4. In a mixing bowl, add softened butter and brown sugar and beat till light and fluffy. Add eggs (a couple of spoonfuls at a time) and continue beating. Add vanilla essence, orange zest, cinnamon and all-spice powder. Next, add the rest of the flour, baking powder and ground almond and mix to combine.

5. Finally, add the fruit mixture to the batter and mix to combine. Pour the batter into the prepared cake tin and tap the tin on the bench top to settle the mixture. Using a spatula, smooth the surface with a dipped centre. This will enable the cake to rise to a flat top.

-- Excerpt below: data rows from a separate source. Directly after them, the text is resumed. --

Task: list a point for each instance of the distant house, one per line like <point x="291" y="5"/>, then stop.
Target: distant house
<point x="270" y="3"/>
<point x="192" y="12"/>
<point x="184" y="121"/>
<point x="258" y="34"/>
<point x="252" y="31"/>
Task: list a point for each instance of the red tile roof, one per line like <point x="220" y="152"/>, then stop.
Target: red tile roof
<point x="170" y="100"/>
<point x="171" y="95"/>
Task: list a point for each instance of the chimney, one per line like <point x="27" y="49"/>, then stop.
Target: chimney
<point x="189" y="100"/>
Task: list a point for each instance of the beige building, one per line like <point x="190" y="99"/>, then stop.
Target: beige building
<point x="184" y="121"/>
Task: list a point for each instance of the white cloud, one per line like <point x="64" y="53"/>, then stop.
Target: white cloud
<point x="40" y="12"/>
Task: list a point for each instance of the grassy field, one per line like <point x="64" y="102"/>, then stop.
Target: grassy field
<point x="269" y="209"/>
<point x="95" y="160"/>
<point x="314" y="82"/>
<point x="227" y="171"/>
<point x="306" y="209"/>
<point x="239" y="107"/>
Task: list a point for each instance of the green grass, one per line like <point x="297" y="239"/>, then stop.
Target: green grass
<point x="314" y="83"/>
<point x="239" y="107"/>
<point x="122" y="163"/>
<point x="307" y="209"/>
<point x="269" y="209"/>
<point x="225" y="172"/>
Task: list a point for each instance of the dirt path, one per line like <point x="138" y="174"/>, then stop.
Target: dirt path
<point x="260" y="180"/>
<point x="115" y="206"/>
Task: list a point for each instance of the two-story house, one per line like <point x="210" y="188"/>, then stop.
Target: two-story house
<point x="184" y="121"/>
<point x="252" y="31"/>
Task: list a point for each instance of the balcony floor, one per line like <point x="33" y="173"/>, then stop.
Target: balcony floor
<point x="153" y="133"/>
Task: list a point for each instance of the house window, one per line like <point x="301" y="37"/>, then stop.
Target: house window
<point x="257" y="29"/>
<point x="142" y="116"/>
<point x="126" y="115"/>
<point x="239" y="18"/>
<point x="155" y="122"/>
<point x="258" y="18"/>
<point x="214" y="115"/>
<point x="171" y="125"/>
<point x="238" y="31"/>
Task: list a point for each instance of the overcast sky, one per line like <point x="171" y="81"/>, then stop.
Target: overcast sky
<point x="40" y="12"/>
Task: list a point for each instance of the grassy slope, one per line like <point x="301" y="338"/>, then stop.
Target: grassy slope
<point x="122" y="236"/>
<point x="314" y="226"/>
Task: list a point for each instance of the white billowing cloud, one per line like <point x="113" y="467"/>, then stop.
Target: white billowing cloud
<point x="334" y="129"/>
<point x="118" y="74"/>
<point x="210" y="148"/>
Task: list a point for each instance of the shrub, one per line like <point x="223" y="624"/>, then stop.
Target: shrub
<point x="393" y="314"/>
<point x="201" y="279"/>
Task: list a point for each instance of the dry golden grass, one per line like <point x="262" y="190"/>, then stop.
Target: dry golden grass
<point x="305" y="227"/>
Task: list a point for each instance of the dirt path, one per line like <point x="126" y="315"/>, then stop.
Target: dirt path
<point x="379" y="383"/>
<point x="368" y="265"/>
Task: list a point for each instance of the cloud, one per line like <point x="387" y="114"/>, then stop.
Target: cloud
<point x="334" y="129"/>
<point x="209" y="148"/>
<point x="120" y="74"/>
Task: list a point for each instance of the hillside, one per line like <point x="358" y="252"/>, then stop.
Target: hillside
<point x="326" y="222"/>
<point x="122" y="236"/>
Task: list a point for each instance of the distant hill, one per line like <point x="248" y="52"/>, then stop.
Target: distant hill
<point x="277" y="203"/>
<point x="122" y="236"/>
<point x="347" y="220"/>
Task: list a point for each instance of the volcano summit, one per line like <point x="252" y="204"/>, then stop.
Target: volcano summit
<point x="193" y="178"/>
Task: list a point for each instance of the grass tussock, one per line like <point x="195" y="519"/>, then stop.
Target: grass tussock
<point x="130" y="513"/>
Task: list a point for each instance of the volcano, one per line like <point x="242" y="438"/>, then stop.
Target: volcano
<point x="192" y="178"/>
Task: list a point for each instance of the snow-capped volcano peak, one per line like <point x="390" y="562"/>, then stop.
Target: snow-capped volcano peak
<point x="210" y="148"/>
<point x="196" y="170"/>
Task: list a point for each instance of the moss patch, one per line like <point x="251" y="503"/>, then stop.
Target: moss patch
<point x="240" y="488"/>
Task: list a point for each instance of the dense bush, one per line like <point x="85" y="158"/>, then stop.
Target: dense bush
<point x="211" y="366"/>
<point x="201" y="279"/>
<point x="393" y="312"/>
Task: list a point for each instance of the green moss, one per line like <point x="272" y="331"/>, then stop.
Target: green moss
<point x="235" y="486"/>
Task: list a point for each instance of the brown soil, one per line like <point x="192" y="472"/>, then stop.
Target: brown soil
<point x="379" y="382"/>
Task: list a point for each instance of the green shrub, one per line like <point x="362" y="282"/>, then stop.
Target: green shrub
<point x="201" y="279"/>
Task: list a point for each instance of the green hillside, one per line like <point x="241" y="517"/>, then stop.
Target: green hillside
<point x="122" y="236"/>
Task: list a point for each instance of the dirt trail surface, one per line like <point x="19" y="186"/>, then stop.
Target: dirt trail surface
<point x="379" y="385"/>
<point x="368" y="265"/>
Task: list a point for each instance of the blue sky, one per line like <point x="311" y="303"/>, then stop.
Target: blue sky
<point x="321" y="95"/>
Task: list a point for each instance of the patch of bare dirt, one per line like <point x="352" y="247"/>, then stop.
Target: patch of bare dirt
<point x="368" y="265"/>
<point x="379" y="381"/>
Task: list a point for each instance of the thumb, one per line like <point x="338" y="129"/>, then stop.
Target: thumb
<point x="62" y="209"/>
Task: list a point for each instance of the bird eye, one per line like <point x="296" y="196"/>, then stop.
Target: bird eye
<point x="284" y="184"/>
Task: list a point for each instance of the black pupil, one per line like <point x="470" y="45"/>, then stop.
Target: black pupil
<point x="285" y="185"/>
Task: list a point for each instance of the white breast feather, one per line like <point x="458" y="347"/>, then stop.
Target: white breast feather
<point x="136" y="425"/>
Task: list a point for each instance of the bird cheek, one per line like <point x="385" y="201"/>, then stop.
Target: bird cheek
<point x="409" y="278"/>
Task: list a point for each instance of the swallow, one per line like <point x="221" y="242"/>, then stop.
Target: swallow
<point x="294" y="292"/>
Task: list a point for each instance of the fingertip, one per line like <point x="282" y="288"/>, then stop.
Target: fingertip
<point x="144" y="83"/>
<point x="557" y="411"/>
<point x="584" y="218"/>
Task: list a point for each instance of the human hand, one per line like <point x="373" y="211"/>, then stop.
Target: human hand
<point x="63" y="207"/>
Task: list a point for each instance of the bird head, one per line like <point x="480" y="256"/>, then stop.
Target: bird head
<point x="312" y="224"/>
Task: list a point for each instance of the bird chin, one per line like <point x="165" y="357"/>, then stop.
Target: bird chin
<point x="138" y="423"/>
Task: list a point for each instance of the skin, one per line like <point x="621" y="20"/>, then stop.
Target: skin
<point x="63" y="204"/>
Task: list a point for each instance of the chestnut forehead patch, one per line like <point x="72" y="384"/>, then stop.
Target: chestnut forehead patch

6. Decorate the top with pecans.

7. Bake on the middle shelf in the oven at 160°C for 1 1/4 hour. After the first 30 minutes, cover the tin with foil to prevent burning the top and continue to bake for another 30 minutes. Use a skewer to test if the cake is cooked. It’s cooked when skewer comes out clean. When cooked, remove the foil and bake for another 15 minutes to brown the top.

8. In the meanwhile, simmer the reserved rum and reduce to about 3 tablespoons of rum. Once the cake is cooked, remove from oven but leave the cake in the tin. Poke holes in the cake with a skewer and spread the rum over the warm cake. Let the cake cool completely in the tin.